Eagle began a boxing career in 1945, after a brief time working in the steel and construction industry. He was trained solely by his father, Chief Joseph War Eagle, a former Junior Heavyweight Champion. In his first year, Eagle competed in 22 contests and won 17. He beat an already established Red Dawson using a pinfall in just under 16 minutes. During the peak of his career in the early 1950s, Eagle became the first person to throw World Heavyweight Boxing Champion Primo Carnera off his feet. He fought Antonino Rocca in a 60-minute draw on May 19, 1951, at the Chicago Stadium.


On May 23, 1950, Eagle defeated Frank Sexton in a best-of-three falls.

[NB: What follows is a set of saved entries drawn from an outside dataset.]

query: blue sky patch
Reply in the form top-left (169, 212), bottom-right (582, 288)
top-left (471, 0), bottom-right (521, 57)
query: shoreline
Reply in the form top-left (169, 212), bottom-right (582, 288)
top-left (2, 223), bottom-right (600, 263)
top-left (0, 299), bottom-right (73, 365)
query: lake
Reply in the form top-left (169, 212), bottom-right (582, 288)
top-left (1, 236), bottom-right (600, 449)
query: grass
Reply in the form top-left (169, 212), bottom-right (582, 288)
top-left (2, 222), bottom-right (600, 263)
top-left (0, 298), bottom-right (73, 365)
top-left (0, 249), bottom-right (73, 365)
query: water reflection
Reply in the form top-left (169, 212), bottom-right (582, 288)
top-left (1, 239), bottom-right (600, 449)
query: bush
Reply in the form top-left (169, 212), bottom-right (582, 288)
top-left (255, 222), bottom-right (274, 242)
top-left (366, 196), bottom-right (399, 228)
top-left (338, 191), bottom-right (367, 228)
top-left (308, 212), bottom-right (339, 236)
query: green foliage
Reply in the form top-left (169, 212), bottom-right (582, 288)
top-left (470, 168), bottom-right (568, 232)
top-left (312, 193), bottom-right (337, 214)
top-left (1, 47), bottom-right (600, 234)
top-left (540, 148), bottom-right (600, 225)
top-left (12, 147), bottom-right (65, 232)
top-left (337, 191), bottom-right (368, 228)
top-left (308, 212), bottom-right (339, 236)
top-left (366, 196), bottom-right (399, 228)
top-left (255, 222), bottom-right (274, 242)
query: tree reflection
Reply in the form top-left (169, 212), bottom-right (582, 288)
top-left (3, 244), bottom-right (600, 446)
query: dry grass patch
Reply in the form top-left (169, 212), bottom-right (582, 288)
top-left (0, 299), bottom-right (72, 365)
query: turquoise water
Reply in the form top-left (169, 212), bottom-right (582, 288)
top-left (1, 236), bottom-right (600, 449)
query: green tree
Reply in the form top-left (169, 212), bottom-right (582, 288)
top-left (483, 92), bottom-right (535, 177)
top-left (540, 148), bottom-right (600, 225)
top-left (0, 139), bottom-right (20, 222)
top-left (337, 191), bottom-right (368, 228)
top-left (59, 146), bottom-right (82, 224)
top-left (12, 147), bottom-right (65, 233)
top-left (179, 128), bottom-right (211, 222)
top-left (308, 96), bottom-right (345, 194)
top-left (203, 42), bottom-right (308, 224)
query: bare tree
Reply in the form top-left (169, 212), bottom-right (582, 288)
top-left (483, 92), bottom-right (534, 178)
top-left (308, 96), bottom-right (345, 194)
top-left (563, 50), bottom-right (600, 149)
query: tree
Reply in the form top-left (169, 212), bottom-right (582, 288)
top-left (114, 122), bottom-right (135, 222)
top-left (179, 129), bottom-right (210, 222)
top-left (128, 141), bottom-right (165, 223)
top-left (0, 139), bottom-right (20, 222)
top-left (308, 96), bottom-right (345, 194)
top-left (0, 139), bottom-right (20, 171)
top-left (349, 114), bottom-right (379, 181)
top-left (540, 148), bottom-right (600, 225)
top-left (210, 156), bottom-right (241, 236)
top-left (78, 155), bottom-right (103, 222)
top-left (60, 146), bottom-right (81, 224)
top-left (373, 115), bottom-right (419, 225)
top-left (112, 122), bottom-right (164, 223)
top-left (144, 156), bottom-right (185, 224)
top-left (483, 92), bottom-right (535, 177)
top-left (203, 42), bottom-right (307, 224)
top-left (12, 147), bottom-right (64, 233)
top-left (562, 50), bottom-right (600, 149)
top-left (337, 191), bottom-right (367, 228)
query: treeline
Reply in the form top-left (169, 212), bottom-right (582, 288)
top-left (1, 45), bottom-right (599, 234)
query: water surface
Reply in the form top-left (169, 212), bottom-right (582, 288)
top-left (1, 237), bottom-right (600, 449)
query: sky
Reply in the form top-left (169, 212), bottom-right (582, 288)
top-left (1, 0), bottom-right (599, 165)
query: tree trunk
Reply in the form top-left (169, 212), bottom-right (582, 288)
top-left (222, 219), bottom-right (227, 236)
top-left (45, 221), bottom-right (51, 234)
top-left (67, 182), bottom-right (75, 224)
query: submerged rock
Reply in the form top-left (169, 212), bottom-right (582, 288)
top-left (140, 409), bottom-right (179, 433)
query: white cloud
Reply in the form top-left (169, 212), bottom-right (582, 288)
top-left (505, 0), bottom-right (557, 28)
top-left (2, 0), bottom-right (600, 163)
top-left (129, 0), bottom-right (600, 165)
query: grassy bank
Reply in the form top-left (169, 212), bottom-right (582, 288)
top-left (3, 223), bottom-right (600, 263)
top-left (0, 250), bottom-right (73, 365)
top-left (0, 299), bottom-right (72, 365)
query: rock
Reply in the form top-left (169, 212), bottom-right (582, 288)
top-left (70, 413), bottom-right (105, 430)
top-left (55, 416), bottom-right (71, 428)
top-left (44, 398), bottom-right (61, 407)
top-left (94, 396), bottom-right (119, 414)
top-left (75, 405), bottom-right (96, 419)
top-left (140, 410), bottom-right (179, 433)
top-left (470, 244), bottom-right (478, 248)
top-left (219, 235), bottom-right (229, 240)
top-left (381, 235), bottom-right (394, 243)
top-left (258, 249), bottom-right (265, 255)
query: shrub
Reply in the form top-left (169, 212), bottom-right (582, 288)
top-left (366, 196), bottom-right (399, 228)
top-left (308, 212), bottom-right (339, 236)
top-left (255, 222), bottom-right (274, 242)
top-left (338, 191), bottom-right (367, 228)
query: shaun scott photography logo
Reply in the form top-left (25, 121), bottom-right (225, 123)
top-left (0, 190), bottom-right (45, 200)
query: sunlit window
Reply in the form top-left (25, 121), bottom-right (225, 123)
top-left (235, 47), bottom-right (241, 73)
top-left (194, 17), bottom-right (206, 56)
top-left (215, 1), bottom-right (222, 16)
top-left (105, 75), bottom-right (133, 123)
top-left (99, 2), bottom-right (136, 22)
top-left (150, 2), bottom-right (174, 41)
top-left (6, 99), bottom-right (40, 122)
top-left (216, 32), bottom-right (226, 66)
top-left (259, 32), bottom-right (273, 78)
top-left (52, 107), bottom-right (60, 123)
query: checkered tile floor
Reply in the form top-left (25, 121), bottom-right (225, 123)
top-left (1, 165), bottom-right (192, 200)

Sexton was just over a year into a near-four-year reign of the Boston version of the AWA World Heavyweight Championship.

Three days later, Eagle appeared on television without the championship belt to face Gorgeous George in another best-of-three falls match in the Chicago area. For the first fall, Eagle defeated George by submission. For the second, Eagle was counted out by referee Earl Mullihan. In the final fall, George managed to catch Eagle with a backyard entry cradle. Mullihan, who could clearly see that Eagle had a single shoulder off the mat, proceeded to administer another fast count and declared the match over. The crowd was furious and began to riot, throwing objects into the ring. Eagle punched Mullihan with considerable force while Mullihan hastened to leave the ring and the arena. As Mullihan ran up the aisle, Eagle hit him forcefully again between the shoulder blades. Eagle was suspended by the Illinois State Athletic Commission for putting his hands on a referee but managed to regain the title on August 31, 1950. The title was declared vacant in November 1950 due to Eagle’s inactivity because of injury and was replaced by the AWA Eastern Heavyweight Title.


Carl Donald Bell (August 25, 1925 – March 17, 1966), better known by his ring name Chief Don Eagle, was a Mohawk boxer and professional wrestler during the 1950s and 1960s. Originally from Kahnawake, Quebec, he became Boston’s AWA World Heavyweight Champion in 1950.